Yes, they are what I expected because as number of baths goes up, price goes up.
Make at least two plots that help you answer your question on the transformed or summarized data. Use scales and/or labels to make each plot informative.
ggplot(rent2, aes(baths, price))+
geom_boxplot()+
labs(x="Number of Bathrooms", y="Rental Price per Month ($)", title = "Rental Price vs Number of Bathrooms in San Francisco Apartments")+ theme_bw()
ggplot(rent2, aes(sqft, price))+
geom_point()+
labs(x="Size (Sq ft)", y="Rental Price per Month ($)", title = "Rental Price vs Size of San Francisco Apartments")+ theme_dark()
library(gtsummary)
model1 <- lm(price~baths, data = rent2)
model2 <- lm(price~baths + sqft, data = rent2)
tbl_regression(model1)
| Characteristic | Beta | 95% CI1 | p-value |
|---|---|---|---|
| baths | |||
| 1 | — | — | |
| 1.5 | 221 | 115, 326 | <0.001 |
| 2 | 601 | 549, 653 | <0.001 |
| 2.5 | 909 | 826, 991 | <0.001 |
| 3 | 1,504 | 1,406, 1,603 | <0.001 |
| 3.5 | 3,018 | 2,828, 3,207 | <0.001 |
| 4 | 3,205 | 2,937, 3,472 | <0.001 |
| 4.5 | 4,569 | 4,108, 5,029 | <0.001 |
| 5 | 3,079 | 2,637, 3,522 | <0.001 |
| 5.5 | 11,298 | 10,257, 12,339 | <0.001 |
| 6 | 6,928 | 5,551, 8,305 | <0.001 |
| 6.5 | 10,241 | 8,651, 11,831 | <0.001 |
| 7 | 17,741 | 15,794, 19,688 | <0.001 |
| 8 | 18,691 | 15,937, 21,444 | <0.001 |
| 1 CI = Confidence Interval | |||
tbl_regression(model2)
| Characteristic | Beta | 95% CI1 | p-value |
|---|---|---|---|
| baths | |||
| 1 | — | — | |
| 1.5 | 25 | -76, 126 | 0.6 |
| 2 | 266 | 214, 319 | <0.001 |
| 2.5 | 205 | 119, 291 | <0.001 |
| 3 | 439 | 331, 548 | <0.001 |
| 3.5 | 1,645 | 1,451, 1,839 | <0.001 |
| 4 | 1,443 | 1,173, 1,713 | <0.001 |
| 4.5 | 2,442 | 1,990, 2,893 | <0.001 |
| 5 | 1,036 | 602, 1,470 | <0.001 |
| 5.5 | 7,994 | 6,988, 9,000 | <0.001 |
| 6 | 4,301 | 2,982, 5,619 | <0.001 |
| 6.5 | 6,753 | 5,228, 8,278 | <0.001 |
| 7 | 13,046 | 11,176, 14,917 | <0.001 |
| 8 | 16,623 | 13,998, 19,249 | <0.001 |
| sqft | 0.82 | 0.78, 0.86 | <0.001 |
| 1 CI = Confidence Interval | |||
Summarize your research question and findings below. Research question: How does the number of bathrooms affect rent price in San Francisco?

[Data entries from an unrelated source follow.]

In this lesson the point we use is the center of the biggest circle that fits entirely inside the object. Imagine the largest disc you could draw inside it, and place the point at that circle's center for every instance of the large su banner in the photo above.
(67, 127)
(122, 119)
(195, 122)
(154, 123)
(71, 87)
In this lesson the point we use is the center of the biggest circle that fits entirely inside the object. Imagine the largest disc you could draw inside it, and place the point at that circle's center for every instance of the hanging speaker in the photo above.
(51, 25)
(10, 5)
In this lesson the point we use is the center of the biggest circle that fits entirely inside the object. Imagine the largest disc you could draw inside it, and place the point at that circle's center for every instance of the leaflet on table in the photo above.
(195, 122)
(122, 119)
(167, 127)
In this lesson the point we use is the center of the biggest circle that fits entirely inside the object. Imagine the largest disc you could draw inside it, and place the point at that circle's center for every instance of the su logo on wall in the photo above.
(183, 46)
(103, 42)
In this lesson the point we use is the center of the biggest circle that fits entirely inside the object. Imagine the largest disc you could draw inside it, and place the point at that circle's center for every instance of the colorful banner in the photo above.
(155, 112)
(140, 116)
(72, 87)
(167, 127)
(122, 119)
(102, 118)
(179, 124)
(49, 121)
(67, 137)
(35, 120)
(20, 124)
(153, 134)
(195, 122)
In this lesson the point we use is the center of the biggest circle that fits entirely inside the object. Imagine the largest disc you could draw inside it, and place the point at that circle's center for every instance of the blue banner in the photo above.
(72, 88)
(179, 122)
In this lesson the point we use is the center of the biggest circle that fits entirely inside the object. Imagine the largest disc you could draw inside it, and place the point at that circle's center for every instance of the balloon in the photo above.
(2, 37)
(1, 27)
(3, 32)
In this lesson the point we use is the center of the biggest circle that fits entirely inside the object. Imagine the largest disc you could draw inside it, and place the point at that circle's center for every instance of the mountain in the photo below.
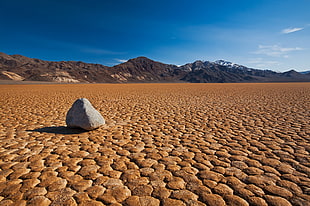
(305, 72)
(140, 69)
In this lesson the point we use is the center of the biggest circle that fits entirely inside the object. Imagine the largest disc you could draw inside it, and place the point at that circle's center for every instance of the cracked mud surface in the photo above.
(163, 144)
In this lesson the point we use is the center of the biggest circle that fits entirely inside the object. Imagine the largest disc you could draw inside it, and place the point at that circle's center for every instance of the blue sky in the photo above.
(266, 34)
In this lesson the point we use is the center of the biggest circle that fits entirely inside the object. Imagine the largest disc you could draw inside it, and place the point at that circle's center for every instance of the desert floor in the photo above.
(163, 144)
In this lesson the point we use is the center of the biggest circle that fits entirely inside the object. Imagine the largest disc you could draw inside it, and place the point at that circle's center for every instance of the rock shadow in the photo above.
(59, 130)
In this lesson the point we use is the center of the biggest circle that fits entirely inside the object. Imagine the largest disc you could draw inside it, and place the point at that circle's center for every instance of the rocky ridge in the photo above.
(140, 69)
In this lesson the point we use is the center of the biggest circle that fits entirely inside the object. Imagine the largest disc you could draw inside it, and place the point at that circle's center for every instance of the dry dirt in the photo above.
(163, 144)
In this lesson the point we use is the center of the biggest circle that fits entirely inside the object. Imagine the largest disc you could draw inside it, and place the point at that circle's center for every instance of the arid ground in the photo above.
(163, 144)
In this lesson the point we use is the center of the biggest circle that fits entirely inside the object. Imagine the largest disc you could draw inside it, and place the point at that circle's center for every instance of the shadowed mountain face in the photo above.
(141, 69)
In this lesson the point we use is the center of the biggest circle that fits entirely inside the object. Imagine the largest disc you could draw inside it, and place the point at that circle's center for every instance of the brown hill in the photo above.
(141, 69)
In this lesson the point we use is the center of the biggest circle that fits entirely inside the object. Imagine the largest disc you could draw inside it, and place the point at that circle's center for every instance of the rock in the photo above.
(83, 115)
(213, 199)
(277, 201)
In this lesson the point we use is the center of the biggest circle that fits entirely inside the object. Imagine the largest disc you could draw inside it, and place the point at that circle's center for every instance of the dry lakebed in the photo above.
(162, 144)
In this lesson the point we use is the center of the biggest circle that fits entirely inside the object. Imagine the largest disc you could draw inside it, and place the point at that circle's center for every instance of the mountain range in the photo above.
(138, 70)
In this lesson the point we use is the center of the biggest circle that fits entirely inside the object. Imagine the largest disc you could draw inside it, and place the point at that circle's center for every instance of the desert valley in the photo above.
(162, 144)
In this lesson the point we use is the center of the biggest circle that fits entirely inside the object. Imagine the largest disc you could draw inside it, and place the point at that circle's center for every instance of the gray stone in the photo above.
(83, 115)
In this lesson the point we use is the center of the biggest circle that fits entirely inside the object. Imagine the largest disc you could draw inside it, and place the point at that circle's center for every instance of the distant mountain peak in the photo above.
(140, 69)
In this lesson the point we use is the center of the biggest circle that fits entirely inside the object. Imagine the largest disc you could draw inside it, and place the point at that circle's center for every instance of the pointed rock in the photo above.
(83, 115)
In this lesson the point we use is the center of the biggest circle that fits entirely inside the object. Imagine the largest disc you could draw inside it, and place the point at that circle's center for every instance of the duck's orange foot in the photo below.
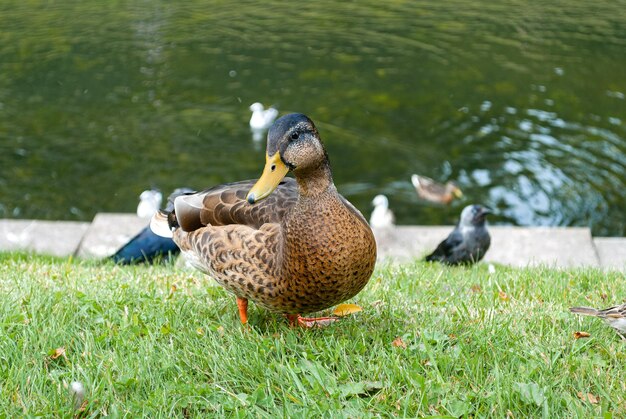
(295, 320)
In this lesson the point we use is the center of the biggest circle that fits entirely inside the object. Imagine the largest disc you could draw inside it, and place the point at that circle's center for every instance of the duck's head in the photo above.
(293, 143)
(474, 215)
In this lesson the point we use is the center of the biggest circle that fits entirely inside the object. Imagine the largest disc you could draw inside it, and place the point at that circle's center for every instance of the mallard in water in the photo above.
(613, 316)
(430, 190)
(468, 242)
(382, 216)
(291, 246)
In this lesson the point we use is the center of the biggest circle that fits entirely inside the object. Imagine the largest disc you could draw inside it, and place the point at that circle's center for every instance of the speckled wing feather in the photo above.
(226, 205)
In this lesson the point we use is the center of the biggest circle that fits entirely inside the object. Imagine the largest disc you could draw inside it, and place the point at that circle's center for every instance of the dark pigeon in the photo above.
(468, 242)
(147, 247)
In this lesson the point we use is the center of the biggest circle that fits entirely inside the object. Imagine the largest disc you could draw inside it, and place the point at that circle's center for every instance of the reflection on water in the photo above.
(523, 103)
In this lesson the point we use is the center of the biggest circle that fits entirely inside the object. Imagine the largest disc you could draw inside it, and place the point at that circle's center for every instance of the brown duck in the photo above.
(291, 246)
(432, 191)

Findings: Rent price increases as the number of bathrooms increases. Rent price also increases as the size of the apt increases.

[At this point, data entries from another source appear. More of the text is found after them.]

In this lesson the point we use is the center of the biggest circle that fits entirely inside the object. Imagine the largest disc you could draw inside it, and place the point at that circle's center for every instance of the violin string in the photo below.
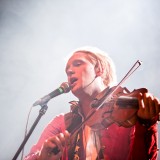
(108, 97)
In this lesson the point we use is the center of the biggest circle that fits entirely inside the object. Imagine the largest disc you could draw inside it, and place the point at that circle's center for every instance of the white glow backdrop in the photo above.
(36, 36)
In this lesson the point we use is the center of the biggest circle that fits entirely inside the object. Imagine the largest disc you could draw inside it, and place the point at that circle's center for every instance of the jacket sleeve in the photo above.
(54, 127)
(145, 141)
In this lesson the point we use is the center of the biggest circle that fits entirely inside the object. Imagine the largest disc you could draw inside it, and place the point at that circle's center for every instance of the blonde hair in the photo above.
(95, 54)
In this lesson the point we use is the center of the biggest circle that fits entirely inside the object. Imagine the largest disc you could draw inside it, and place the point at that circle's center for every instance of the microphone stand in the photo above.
(42, 111)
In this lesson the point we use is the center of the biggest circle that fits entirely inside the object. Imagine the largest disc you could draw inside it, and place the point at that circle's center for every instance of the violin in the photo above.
(121, 108)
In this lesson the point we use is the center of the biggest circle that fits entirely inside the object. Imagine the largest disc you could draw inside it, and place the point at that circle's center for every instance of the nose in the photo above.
(70, 72)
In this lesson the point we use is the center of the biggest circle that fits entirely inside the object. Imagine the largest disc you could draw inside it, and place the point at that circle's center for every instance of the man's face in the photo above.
(80, 72)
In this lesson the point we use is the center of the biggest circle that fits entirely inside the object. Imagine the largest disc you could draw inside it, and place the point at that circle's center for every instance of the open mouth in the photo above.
(73, 80)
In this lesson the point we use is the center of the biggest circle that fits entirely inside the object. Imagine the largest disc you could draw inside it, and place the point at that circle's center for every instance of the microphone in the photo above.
(64, 88)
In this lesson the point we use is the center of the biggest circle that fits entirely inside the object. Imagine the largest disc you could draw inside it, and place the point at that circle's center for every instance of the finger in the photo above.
(147, 100)
(57, 142)
(157, 105)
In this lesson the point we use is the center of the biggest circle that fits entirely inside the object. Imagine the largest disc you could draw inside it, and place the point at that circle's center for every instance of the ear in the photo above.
(98, 69)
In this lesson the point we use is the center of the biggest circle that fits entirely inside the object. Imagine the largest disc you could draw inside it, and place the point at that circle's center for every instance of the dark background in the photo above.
(36, 37)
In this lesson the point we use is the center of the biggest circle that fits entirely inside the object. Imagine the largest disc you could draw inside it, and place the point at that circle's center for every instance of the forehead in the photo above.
(78, 56)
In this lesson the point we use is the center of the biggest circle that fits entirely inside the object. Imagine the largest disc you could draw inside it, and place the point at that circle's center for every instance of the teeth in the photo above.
(73, 80)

Based on my regression models, even when apt size is controlled for, the number of bathrooms is still significantly associated with higher rent prices. When sq footage is controlled for, the association between number of baths and rent price is slightly weaker, but number of baths has a much stronger association with rent price than does sq footage.
Are your findings what you expected? Why or Why not? Yes - bathrooms are expensive to construct and highly coveted, so it makes sense they would increase the rental value.